Notícias ambientais

Mineração de ouro na Panamazônia: em busca do metal mais precioso do mundo

Mineração de ouro no rio Huaypetue, no Peru. Crédito: Rhett A. Butler.

  • Nesta seção, Killeen explica como se desenvolve a mineração de ouro, o metal precioso mais cobiçado devido à sua estabilidade de preço e, ao mesmo tempo, à sua facilidade de especulação, sem esquecer que ele é o grande suporte financeiro das nações.

  • Na Panamazônia, a exploração desse metal precioso é geralmente realizada por grandes empresas de mineração com subsidiárias dedicadas. Entretanto, as empresas de exploração encarregadas de descobrir os veios do metal são geralmente pequenas empresas que se dedicam somente a ele.

  • Conforme explica Killeen, os impactos ambientais e sociais das minas de ouro corporativas são semelhantes aos de outras minas industriais polimetálicas.

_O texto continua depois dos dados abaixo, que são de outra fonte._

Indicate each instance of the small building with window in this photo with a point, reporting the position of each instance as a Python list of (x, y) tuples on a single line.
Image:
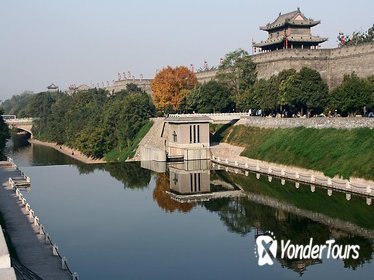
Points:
[(187, 137)]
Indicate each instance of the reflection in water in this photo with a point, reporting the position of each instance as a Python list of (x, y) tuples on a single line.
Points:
[(247, 203)]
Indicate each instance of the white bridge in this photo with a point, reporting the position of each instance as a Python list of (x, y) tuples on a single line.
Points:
[(24, 124)]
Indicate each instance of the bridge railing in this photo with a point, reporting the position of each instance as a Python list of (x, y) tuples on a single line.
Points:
[(19, 121), (209, 114)]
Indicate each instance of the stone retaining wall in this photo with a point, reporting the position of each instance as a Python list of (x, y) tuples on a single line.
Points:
[(342, 123)]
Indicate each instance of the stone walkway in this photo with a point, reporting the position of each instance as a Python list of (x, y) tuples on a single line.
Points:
[(30, 246), (232, 153)]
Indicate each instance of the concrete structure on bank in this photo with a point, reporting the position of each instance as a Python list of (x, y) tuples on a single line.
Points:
[(177, 137), (187, 137)]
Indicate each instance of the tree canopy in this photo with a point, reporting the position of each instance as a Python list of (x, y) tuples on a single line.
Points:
[(168, 85), (237, 71), (353, 96), (359, 37), (210, 97), (90, 121)]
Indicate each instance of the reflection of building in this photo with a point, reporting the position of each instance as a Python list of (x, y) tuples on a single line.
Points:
[(187, 137), (191, 182), (298, 266), (291, 30), (184, 181), (52, 88)]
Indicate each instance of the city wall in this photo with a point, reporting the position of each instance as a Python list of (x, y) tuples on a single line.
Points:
[(332, 64)]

A única diferença ocorre quando eles variam de minas subterrâneas para minas de superfície, bem como a própria natureza de cada local da mina, incluindo a biodiversidade e os ecossistemas envolvidos.

  • Nesse contexto, a presença de mineradores informais é lógica diante da corrida pelo outro que é desencadeada quando há uma nova descoberta ou quando o contexto político aumenta seu preço. No total, a mineração informal é responsável por 20% da produção anual mundial.

O ouro é universalmente reconhecido como uma forma de dinheiro que manteve seu valor ao longo de décadas, séculos e milênios. Como não é corrosivo e é precioso, aproximadamente 95% do ouro extraído desde o início da civilização permanece em circulação (cerca de 205 milhões de toneladas).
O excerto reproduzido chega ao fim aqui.